En 1955, alors que les raids militaires israéliens s’intensifiaient, le plan s’est accéléré, mais des manifestations de masse ont forcé son annulation.
En 1956-1957, le ministre israélien des finances, Levi Eshkol, a alloué 500 000 dollars pour financer le départ de 200 familles de réfugiés palestiniens de Gaza.
En 1969, les autorités israéliennes envisageaient des mesures visant à abaisser le niveau de vie à Gaza par rapport à la Cisjordanie afin d’encourager l’émigration.
Sous le commandement militaire d’Ariel Sharon en 1971, Israël a détruit des milliers de maisons et déporté 12 000 civils dans le Sinaï, dont beaucoup ont été placés dans le « camp du Canada » près de la frontière égyptienne, où ils ont vécu dans les limbes pendant des années.

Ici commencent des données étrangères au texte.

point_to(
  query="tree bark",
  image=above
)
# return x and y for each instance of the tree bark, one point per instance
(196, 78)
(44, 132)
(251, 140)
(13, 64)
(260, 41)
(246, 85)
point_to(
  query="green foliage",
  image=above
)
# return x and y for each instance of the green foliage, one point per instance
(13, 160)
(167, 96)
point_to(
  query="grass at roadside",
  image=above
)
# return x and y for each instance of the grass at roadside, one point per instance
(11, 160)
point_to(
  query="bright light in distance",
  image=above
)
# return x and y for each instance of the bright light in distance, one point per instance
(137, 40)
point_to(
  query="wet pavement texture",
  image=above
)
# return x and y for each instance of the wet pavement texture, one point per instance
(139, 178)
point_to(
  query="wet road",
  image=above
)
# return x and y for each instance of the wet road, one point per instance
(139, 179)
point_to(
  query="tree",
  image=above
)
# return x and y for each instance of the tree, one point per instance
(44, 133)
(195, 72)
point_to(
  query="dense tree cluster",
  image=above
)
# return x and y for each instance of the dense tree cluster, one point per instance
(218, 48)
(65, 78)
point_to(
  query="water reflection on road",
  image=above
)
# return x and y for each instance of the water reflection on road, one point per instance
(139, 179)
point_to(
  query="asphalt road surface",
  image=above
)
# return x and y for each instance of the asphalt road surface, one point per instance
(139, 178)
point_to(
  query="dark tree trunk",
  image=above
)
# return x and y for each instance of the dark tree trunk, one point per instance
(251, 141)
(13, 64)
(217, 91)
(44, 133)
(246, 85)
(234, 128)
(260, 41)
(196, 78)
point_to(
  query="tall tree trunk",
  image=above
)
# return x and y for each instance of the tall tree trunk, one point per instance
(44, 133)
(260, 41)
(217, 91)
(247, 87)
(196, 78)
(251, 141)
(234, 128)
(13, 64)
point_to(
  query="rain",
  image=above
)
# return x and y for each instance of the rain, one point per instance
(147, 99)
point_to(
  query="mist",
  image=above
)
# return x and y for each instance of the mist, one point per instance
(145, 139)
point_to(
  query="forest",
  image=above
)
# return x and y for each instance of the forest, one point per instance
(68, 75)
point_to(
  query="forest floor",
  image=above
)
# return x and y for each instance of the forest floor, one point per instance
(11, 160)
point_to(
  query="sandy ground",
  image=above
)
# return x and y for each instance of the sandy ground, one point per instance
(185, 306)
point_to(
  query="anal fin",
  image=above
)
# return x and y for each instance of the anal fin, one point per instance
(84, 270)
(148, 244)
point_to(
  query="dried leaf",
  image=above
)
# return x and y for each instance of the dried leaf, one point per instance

Ces politiques s’inscrivaient dans une stratégie plus large visant à fragmenter la société palestinienne, à réduire la population de réfugiés et à éliminer leur identité politique, poursuivant ainsi la longue histoire des déplacements à Gaza.
Ces politiques ont depuis longtemps façonné la conscience palestinienne, renforçant la compréhension collective du fait que le déplacement n’est pas accidentel mais délibéré.
C’est la raison pour laquelle de nombreux habitants du nord de Gaza ont refusé de se déplacer vers le sud au cours de la récente guerre génocidaire, reconnaissant les derniers soi-disant ordres d’évacuation comme faisant partie d’une stratégie bien connue de transfert forcé. Ils savaient qu’il ne s’agissait pas seulement d’échapper aux bombardements, mais de résister à l’effacement.
De même, dans le sud, malgré les pressions et les violences incessantes, beaucoup ont choisi de rester plutôt que de risquer de faire partie d’une nouvelle vague d’exil forcé. Ils n’ont jamais envisagé de franchir la frontière égyptienne. La résistance à Gaza n’a jamais été un simple acte individuel ; il s’agit d’une prise de position collective contre une histoire qui ne cesse de se répéter.
Gaza n’est pas une « chose »
Les puissances coloniales occidentales considèrent depuis longtemps Gaza, et plus largement les Palestiniens, non pas comme un peuple doté d’une histoire, d’une culture et d’institution, mais comme une population à contrôler, à écarter ou à gérer. Pour eux, nous sommes des animaux humains, marginalisés et sacrifiables, que l’on peut déplacer, affamer et effacer sans conséquence.
Les propos de Trump, qui a réduit Gaza à une « chose » à « nettoyer », ne sont pas une anomalie mais un reflet clair de cette mentalité déshumanisante.
Pourtant, l’histoire leur donne tort. Gaza n’est pas un objet de politique ou une simple zone de crise. C’est une terre de chair et de sang, une terre de résistance qui a défié toutes les tentatives d’effacement.
Les personnes qualifiées de réfugiés ont démantelé les stratégies coloniales les plus sophistiquées. Les personnes considérées comme impuissantes n’ont cessé de perturber les plans les mieux conçus de l’occupant.
Ce que nous avons enduré n’est pas une simple guerre ou une catastrophe humanitaire de plus ; il s’agit d’un effort systématique pour nous briser et nous effacer. Et malgré tout, ils ont échoué.
Nos pertes sont incommensurables : de grandes personnes, des familles entières, des maisons, des rues et des histoires gravées dans les murs de nos villes. Des rêves et des avenirs ont été volés.
Mais lorsque nous avons vu des gens retourner dans leurs maisons détruites le 27 janvier 2025, enjambant des ruines et fouillant dans les décombres, cela a prouvé que le lien qui nous unit à cette terre est indéfectible.
Gaza a déjoué les plans de transfert forcé précédents et déjouera également le plan actuel. Un lieu où vivent principalement des réfugiés palestiniens expulsés en 1948 hantera à jamais Israël comme une malédiction. Et tout comme les Palestiniens de Gaza sont retournés dans leurs ruines du nord, ils retourneront un jour dans leurs villes d’origine.
Cette grande marche du retour témoigne d’une vérité plus profonde à laquelle même les armées les plus puissantes doivent désormais faire face. Face à un armement de pointe, à une guerre pilotée par l’IA, à des missiles et à un arsenal conçu pour les écraser, les soi-disant plus pauvres et les plus marginalisés ont tenu bon.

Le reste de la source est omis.